Kentucky grocery shootings were 'possible hate crime'
The fatal shootings of two African-Americans at a grocery store near Louisville, Kentucky are being investigated as a possible federal hate crime, US officials say.
Gregory Bush, 51, has been charged with two counts of murder and 10 of wanton endangerment over Wednesday's incident.
Police say he opened fire on both victims at a Kroger grocery store on the outskirts of Jeffersontown city.
Officials say he also tried to enter a black church shortly before.
Police Chief Sam Rogers said it was too early to confirm if the shooting was racially motivated - but confirmed reports Mr Bush was seen on security cameras attempting to enter the Jeffersontown First Baptist Church about 10-15 minutes before the shooting at the Kroger store.
The church has a large African-American membership,
The two victims of the shooting have been named as 69-year-old Maurice Stallard and Vickie Lee Jones, 67.
Mr Stallard was shot multiple times inside the Kroger shop, which he had been visiting with his 12-year-old grandson.
A witness told a local Fox affiliate he had shielded the child, who was uninjured in the shooting, after he ran away shouting for help after witnessing the attack.
Ms Jones was then gunned down in the car park outside the supermarket.
One witness, Ed Harrell, exchanged gunfire with the suspect outside, but he fled and was apprehended by officers minutes later.
Mr Harrell told the local Courier Journal newspaper he confronted the gunman outside, who told him: "Don't shoot me. I won't shoot you. Whites don't shoot whites."

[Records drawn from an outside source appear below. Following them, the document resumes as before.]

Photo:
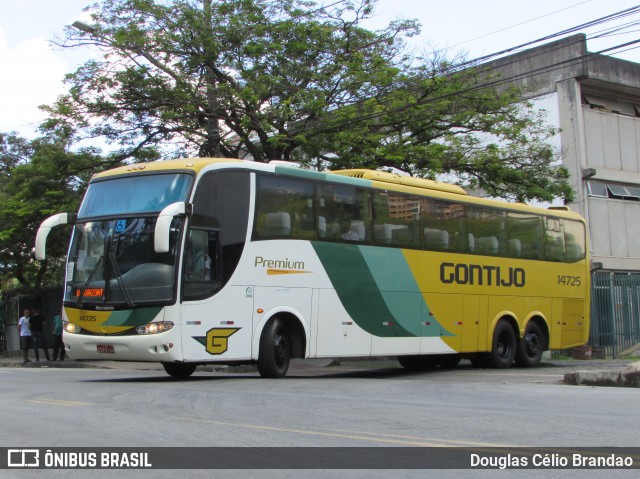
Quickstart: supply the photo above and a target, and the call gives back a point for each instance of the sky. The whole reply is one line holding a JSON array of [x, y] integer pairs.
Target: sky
[[32, 69]]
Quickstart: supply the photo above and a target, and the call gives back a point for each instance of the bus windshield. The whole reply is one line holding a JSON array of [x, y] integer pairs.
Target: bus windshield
[[134, 194], [113, 262]]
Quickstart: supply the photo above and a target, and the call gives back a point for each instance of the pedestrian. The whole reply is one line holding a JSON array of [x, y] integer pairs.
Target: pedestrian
[[37, 334], [24, 332], [58, 345]]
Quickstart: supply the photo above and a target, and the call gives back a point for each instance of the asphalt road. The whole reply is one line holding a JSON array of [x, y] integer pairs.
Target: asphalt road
[[351, 405]]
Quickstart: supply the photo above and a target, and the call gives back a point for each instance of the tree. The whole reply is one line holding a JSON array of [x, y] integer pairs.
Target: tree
[[38, 178], [289, 79]]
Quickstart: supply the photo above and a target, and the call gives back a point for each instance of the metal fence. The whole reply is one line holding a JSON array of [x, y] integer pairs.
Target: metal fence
[[615, 312]]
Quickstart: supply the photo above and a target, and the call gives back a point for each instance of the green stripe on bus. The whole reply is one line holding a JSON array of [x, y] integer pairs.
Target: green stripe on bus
[[378, 290]]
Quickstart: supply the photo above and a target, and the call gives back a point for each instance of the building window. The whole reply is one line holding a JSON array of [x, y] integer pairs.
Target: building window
[[613, 105]]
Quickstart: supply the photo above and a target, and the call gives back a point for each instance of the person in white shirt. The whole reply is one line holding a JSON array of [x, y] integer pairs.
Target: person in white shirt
[[24, 330]]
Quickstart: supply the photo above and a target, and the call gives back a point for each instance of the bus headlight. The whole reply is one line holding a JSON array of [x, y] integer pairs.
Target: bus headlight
[[71, 328], [154, 328]]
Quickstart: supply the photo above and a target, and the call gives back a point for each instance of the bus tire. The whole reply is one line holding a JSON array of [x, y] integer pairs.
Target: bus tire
[[503, 347], [275, 349], [531, 346], [179, 370]]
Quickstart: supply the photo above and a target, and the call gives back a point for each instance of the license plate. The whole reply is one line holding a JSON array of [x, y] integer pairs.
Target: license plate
[[105, 348]]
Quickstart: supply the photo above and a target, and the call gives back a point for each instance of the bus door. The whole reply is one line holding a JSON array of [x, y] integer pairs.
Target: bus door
[[217, 323], [474, 323]]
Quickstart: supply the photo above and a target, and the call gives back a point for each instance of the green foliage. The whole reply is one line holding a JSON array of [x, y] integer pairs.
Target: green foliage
[[38, 178], [292, 80]]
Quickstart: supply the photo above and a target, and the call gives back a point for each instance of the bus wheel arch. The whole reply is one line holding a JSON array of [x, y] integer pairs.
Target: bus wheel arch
[[534, 341], [504, 343], [282, 338]]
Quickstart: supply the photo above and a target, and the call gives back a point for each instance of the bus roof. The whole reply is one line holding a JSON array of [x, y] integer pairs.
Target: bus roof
[[356, 177], [385, 177], [187, 164]]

Police have not confirmed the statement, but the FBI confirmed it is investigating the shooting alongside local authorities.
US District Attorney Russell Coleman in Louisville said Friday that they were looking into potential violations of federal law "which includes potential civil rights violations such as hate crimes."
In his statement, he said the shootings "are not being taken lightly by the United States government."
Bush has a criminal record of violent behaviour and a recorded history of mental illness, local media say.
He had previously been temporarily banned from possessing firearms by a judge, the Associated Press reports.
Louisville Mayor Greg Fischer said he was "sick and heartbroken and quite angry" over the attack.
"We are one city - one proudly diverse and welcoming city - and we have one shared future," he told a news conference on Thursday.
"Our city and our future have no room for anyone who looks at their fellow human beings with hate or discrimination," he added.